My door knocked and I got up with a sigh and moved toward it.

It was probably my mom wanting to question me about what happened earlier.

Since she got back I had been avoiding her questions, I just did not want to talk about it right now.

"Mom please-" I broke off when I saw Shelly, her arms folded against her chest with a smile. "Hi, Nathan."

I hissed and attempted to close it when she pushed past me and into my room.

I turned to her angrily. "Out."

"Why?" She sat on my bed and folded her legs and only then had I noticed she was wearing a white robe.

"Do you have any idea what the fuck you just did? Max didn't derseve to find out that way! How could you be so selfish? You ruined everything!"

"Yes I know and I am frigging happy if you ask me," she said, standing to her feet again and approaching me. "Because if I can't have you Nathan Sharles, no one fucking can. Especially Chelsy, it's funny of you to choose her over me!"

Shelly was lucky she was a woman because at this moment I honestly felt like killing her.

I folded my hands in balled fists at my sides, I wouldn't use it on her, but the wall maybe. "I already told you why, she has morals and dignity."

"Yes moral and dignity to fuck her loving brother's best friend," she chuckled, "Some dignity."

Oh, so those words had little to no effect on her this time, well maybe I needed to turn it up a notch.

"She has more than you, she needs not to throw herself at anyone Shelly like what you're doing now."

I noticed her face fell a little and I smirked inwardly.

Success.

I turned away and she gripped my arm and pulled me back. "I don't care if I lack dignity to you! I will throw it all away for you."

I pulled my arm away and sighed. "You will never stop, will you?"

"No, I won't. I just want one thing, and if you give it to me at least I will have something to hold onto..."

I narrowed my eyes and she began tugging at her robe.

My eyebrows knit in confusion.

What the hell was she doing?

As soon as I caught onto what her intention was, I looked away quickly and blinked as her robe pooled into a pile at her feet.

What the fu-

She stood naked infront of me but I kept my gaze on the wall and blew my cheeks out in disbelief.

"What the hell are you doing?"

And even in this situation, she still could not get a reaction or an erection out of me.

"What do you think? Your mom's not here and I know you're hurt about Chelsy, I can ease that pain, if you will just-"

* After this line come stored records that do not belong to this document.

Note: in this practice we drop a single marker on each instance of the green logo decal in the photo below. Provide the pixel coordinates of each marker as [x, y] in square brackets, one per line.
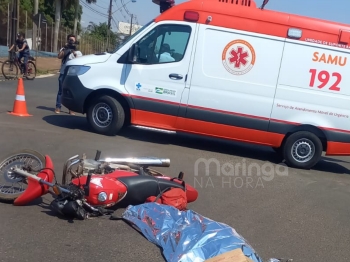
[159, 90]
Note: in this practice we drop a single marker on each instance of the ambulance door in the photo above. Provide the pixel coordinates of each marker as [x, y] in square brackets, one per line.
[156, 81]
[233, 84]
[314, 86]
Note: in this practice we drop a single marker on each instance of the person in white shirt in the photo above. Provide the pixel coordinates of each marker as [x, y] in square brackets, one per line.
[165, 55]
[68, 52]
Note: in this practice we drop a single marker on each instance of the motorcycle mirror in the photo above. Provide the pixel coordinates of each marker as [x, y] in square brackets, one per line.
[98, 155]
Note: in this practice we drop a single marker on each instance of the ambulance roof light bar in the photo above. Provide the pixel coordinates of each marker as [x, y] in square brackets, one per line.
[164, 4]
[191, 16]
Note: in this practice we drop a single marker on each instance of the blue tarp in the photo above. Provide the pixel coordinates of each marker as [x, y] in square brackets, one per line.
[186, 236]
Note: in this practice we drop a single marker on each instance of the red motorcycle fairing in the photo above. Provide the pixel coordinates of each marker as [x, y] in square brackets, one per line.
[115, 190]
[35, 189]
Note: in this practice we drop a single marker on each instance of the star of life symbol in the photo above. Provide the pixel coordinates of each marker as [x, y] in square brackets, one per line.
[238, 57]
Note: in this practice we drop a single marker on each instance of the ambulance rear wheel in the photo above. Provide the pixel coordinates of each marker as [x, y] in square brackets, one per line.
[106, 115]
[302, 150]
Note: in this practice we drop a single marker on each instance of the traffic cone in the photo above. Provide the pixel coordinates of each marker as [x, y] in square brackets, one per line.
[20, 105]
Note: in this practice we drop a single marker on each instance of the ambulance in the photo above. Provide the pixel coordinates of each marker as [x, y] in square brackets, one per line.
[226, 69]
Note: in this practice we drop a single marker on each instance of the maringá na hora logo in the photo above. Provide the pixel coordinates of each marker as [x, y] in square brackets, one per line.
[238, 57]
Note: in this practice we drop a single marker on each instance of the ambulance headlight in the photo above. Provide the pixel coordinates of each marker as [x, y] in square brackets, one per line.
[77, 70]
[102, 197]
[295, 33]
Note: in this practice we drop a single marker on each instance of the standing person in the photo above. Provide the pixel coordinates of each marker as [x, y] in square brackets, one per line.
[23, 51]
[68, 52]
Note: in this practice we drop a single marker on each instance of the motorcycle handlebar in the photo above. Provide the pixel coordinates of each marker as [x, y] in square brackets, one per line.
[87, 185]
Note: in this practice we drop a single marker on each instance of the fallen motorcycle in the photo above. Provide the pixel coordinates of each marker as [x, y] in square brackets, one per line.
[90, 187]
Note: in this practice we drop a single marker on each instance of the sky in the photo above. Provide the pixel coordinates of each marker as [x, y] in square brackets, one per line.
[334, 10]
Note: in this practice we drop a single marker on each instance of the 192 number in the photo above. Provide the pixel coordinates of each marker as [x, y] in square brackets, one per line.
[324, 77]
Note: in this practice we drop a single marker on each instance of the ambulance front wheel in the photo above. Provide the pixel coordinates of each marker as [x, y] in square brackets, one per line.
[302, 150]
[106, 115]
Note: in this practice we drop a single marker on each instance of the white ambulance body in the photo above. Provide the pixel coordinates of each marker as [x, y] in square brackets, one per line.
[225, 69]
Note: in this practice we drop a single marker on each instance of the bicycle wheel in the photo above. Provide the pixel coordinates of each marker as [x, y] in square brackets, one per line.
[9, 69]
[31, 72]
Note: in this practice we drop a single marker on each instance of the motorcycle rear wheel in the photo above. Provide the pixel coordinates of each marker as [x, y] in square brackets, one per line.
[20, 159]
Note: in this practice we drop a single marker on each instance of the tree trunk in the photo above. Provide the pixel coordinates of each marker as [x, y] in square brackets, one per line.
[76, 16]
[57, 24]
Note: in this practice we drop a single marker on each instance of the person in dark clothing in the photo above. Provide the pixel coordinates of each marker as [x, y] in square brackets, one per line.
[23, 50]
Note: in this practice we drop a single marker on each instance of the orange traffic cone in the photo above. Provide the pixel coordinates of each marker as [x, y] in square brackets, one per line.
[20, 105]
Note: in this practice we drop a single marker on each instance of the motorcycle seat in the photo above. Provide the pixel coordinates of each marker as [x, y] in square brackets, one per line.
[139, 188]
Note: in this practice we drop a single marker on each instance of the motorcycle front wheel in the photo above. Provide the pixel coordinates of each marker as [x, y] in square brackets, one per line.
[11, 184]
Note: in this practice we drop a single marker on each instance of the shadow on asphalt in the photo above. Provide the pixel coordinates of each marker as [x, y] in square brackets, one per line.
[239, 149]
[46, 108]
[67, 121]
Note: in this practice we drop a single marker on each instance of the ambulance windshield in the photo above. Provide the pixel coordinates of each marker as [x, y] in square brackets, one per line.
[128, 39]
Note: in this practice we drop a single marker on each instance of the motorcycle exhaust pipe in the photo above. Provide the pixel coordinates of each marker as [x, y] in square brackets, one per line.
[141, 161]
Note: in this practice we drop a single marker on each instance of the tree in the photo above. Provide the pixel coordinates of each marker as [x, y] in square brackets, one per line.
[66, 4]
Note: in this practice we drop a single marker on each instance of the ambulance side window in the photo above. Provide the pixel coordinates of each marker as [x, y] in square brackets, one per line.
[164, 44]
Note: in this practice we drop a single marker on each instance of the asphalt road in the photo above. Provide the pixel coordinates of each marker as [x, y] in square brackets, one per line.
[303, 215]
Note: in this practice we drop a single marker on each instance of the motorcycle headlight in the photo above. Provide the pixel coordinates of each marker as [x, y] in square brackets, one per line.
[102, 197]
[77, 70]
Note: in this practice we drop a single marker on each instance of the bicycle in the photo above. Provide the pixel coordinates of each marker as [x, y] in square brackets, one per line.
[14, 64]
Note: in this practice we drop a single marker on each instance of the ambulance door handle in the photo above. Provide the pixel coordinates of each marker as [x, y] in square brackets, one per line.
[175, 76]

"Put your clothes back on."

"Look at me."

"Shelly, put your clothes back on."

"Nathan am I not attractive enough? What? If looked like a pre-school student like Chelsy would you have rathered me?"

I sighed and held my forehead, my neck was starting to hurt from keeping my head in this position for so long just to avoid looking at her nude body.

"Maybe you should just respect yourself for starters, Shelly. I don't know who told you that stripping yourself in front of a guy makes you more attractive to him. It's sad for you to think that way."

She was silent and I knew she was probably offended or maybe embarrassed? But the words I spoke was truth. The fact that she went to that extent makes me wonder how fucked up her thoughts must have been.

I looked to the ground. "I am going for a walk," and I walked out of the room, shutting the door behind me.